Using this filter, Wireshark will only display ARP traffic that has a sender IP address of 192.168.1.101. Now to force the ARP process, you can ping the IP address or attempt to send any traffic to it, like a remote connection, while the packet capture is still running. Pinging the IP address is probably the simplest thing to do. To do that, just open up another cmd.exe window and type:

ping 192.168.1.101

This command will send 4 ICMP (Internet Control Message Protocol) packets to 192.168.1.101. You can close this cmd.exe window if you wish. Because there was no existing MAC address in our computer’s ARP table, the ARP process needed to be performed again in order for the ping packets to be sent, and Wireshark should have captured those packets. You should be able to scroll over to the “Info” column in Wireshark and view the two MAC addresses that were supplied by both devices now. If you see nothing, double check your filter syntax or clear the IP to MAC address mapping again with the arp -d command, then send another ping.

Note the MAC address of the device you want to connect to. By default, Wireshark will translate the OUI (Organizational Unique Identifier, or the first 24 bits / 3 bytes of a MAC address) of some MAC addresses. For example, you can see in the Wireshark picture above that CadmusCo, SamsungE, and Asiarock have been translated. The OUI gives insight into which organization manufactured the NIC (network interface card) of a device, so you may be able to tell which MAC address you want to use for the next step just by seeing the OUI. If not, just remember that you’re using the MAC address from the Info field that’s different from the one you cleared earlier. Remember that the potential MAC addresses we will use come from the Info column–don’t use the one from the Destination column.

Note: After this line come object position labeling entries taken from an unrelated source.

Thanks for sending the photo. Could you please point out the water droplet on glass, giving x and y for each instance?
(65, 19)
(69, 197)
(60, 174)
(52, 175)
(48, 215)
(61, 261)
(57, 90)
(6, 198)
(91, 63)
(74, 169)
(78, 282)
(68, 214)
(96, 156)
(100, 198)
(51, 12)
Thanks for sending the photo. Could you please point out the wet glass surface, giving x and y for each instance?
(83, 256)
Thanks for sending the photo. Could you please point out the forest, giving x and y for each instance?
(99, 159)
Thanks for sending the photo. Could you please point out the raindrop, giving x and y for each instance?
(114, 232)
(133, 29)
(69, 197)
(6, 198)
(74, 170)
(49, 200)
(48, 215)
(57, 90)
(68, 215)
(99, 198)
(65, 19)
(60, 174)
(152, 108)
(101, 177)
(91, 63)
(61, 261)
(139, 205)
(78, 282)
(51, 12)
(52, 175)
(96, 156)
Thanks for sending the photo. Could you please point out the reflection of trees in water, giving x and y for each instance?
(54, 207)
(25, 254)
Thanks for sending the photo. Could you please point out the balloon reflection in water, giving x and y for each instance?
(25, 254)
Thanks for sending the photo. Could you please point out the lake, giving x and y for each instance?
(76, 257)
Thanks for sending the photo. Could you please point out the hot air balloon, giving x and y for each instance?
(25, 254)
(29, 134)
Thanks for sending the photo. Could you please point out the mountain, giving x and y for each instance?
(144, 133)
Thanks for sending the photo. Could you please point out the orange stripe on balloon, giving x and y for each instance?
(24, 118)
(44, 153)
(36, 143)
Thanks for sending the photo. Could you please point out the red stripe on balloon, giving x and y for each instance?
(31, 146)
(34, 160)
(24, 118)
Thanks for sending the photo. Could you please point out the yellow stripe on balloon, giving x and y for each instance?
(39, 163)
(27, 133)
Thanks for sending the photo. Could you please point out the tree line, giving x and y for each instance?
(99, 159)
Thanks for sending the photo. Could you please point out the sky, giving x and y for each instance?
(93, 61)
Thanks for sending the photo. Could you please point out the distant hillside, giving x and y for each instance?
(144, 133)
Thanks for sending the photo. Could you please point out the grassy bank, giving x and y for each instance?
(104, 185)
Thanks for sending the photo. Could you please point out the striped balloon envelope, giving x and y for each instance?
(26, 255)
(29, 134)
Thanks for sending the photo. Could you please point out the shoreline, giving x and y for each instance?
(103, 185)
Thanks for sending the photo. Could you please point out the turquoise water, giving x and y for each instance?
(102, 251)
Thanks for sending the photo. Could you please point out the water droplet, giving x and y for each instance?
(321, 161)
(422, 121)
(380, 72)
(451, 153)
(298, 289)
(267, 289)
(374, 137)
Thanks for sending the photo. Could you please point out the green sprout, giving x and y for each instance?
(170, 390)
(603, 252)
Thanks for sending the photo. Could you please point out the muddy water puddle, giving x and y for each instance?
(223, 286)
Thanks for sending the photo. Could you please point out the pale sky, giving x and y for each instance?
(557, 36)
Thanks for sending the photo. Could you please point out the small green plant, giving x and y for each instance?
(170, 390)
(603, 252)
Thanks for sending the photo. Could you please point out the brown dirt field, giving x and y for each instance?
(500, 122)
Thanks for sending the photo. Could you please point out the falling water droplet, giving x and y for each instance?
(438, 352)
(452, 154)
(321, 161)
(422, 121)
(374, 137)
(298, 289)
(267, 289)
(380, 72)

We are going to make a static IP address to MAC address mapping in our ARP table, now that we know the MAC address of the device whose IP address needs to be changed. In our example scenario, let’s say that we want to make a static mapping for IP address 192.168.1.101 to MAC address 08:00:27:2c:a0:81, since we cleared the mapping for MAC address 38:aa:3c:93:79:10 earlier. To do that, we type the following command:

arp -s 192.168.1.101 08-00-27-2c-a0-81

Note that MAC addresses can be displayed in a variety of formats. While Wireshark separates each byte with a colon, the arp command is expecting each byte to be separated with a hyphen. The command above will manually map 192.168.1.101 and 08:00:27:2c:a0:81 together, without relying on the ARP process. Use the arp -a command we used earlier again to look at your ARP list and make sure the correct MAC address and IP address match. Notice that it is now regarded as a static mapping instead of a dynamic mapping. If everything went smoothly, any traffic you send should make it to the device whose IP address needs to be changed. Now you can connect to that device using SSH, HTTP, Telnet, VNC, RDP or whatever else it is that you use, and reconfigure the IP address. Remember to delete the mapping with the arp -d command once you are finished changing that IP address.

And there you have it! I consider networking to be better when a car ride isn’t involved, and I hope this article prevents you from having to waste time, gas and possibly downtime on an improperly configured IP address.